Keywords: Electron microscopy, Electron density maps, EM Data Bank, EMDB, 3D Zernike Descriptors, Proteins, Macromolecular structure, Low-resolution structure data, Database search
Background
The three dimensional (3D) structure of proteins and other biomolecules provides the molecular basis for understanding mechanisms of biological functions, interactions, pathways, and serves as foundation for numerous areas in biotechnology. In addition to the exponential growth of solved 3D protein structures and complexes in the Protein Data Bank (PDB) [1,2], which are mostly determined by X-ray crystallography or NMR, low-resolution biomolecular structural data determined by cryo-electron microscopy (cryo-EM) and electron tomography are notably being rapidly accumulated in the Electron Microscopy Data Bank (EMDB, http://www.emdatabank.org/) [3]. Cryo-EM is an important technique in structural biology used to solve large protein complex and subcellular structures. Currently, EMDB holds over 2600 entries, and the number of entries is growing rapidly. The mean resolution of the EM maps is currently about 15 Å, but recent papers [4–6] report high-resolution structures at around 3.5 Å. There is no doubt that EMDB will become increasingly important not only in structural biology, but also in various areas including molecular biology and bioinformatics.
To take full advantage of these valuable resources of 3D biomolecular structures, it is necessary for one to be able to efficiently perform a structure-based search against the entire structure databases in real-time. Similarity search is the most essential operation that needs to be provided with a database. However, compared to biological sequence databases that are usually equipped with real-time database search methods, structure databases are behind with respect to efficient search methods, particularly for low-resolution structural data.

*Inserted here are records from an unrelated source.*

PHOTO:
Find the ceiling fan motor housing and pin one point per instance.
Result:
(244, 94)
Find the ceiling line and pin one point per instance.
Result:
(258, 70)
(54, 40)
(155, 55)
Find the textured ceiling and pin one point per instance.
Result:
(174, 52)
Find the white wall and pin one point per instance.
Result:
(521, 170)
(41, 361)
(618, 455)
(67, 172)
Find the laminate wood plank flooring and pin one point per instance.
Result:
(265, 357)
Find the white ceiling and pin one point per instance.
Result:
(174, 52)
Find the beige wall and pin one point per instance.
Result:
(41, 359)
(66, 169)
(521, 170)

To this end, we have developed EM-SURFER for real-time searching of EM density maps from EMDB. Users can search for similar EM maps in EMDB in terms of the global shape and the volume of a query map. A query can be either chosen from existing EMDB entries or uploaded. Unlike atomic detailed structures stored in PDB, EM density maps are at low resolution and thus conventional structure comparison approaches cannot be directly applied.
A fast map comparison is achieved by using a mathematical representation of 3D shapes named 3D Zernike Descriptor (3DZD) [7]. 3DZD is a vector derived from a series expansion of a 3D function, which describes an EM map in a compact and rotation-invariant fashion. 3DZD has been successfully applied to represent various biomolecular structure analyses [8], including protein 3D shape comparison [9], protein docking [10–12], ligand binding site comparison [13,14], and fast ligand database search [15].

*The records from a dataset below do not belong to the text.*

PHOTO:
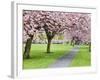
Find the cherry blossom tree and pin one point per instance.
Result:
(53, 22)
(30, 27)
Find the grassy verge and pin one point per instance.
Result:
(82, 58)
(39, 57)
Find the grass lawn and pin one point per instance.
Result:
(39, 57)
(82, 58)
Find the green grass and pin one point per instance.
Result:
(82, 58)
(39, 57)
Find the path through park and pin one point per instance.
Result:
(65, 60)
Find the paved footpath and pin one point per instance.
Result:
(65, 60)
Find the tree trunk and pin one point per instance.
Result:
(48, 45)
(89, 47)
(27, 48)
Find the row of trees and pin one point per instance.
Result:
(53, 23)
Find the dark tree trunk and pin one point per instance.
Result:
(48, 45)
(27, 48)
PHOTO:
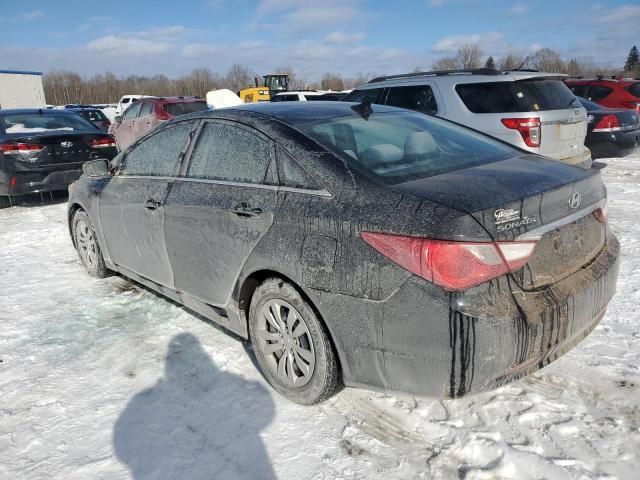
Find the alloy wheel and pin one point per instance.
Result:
(286, 343)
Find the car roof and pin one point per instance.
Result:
(292, 113)
(42, 111)
(463, 76)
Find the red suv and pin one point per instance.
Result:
(146, 113)
(608, 92)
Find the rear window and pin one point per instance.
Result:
(93, 115)
(403, 146)
(520, 96)
(177, 109)
(634, 89)
(34, 123)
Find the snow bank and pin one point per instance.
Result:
(103, 379)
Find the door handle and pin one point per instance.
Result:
(244, 210)
(152, 204)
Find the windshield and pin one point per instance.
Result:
(403, 146)
(176, 109)
(36, 122)
(520, 96)
(589, 105)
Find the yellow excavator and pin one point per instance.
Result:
(272, 84)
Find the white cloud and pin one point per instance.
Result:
(342, 37)
(126, 46)
(490, 41)
(518, 9)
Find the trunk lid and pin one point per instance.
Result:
(563, 132)
(528, 196)
(63, 149)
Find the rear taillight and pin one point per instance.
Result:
(608, 123)
(633, 105)
(20, 148)
(529, 129)
(103, 142)
(452, 265)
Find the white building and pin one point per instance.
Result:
(19, 89)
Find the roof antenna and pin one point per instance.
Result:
(363, 109)
(526, 59)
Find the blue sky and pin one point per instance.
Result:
(342, 36)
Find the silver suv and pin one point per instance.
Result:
(531, 110)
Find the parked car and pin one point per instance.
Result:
(149, 112)
(612, 132)
(94, 115)
(608, 92)
(534, 111)
(43, 150)
(125, 102)
(307, 96)
(357, 245)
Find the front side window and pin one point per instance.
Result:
(158, 155)
(132, 112)
(229, 153)
(397, 147)
(521, 96)
(146, 109)
(419, 98)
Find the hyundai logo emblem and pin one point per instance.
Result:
(575, 200)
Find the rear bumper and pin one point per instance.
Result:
(34, 182)
(614, 144)
(429, 342)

In EM-SURFER, each search is performed on-the-fly and only takes a few seconds. The database of EM maps is automatically synchronized with EMDB weekly. In what follows, we first describe how 3D EM maps are represented in EM-SURFER, and then explain input data and output search results with examples.
Implementation
The main operation performed by EM-SURFER involves comparing two EM maps using an efficient structure representation with 3DZD. The descriptor is derived from a mathematical series expansion of a 3D function based on the 3D Zernike moments. 3DZD was originally derived by Canterakis [7] and later applied to 3D object retrieval [16]. A 3DZD can be viewed as a fingerprint that consists of a vector of real numbers, where each number is a coefficient of the series expansion. Comparisons between these fingerprints form the basis of the rapid search performed by our server. The similarity between 3DZD vectors is quantified by their Euclidean distance.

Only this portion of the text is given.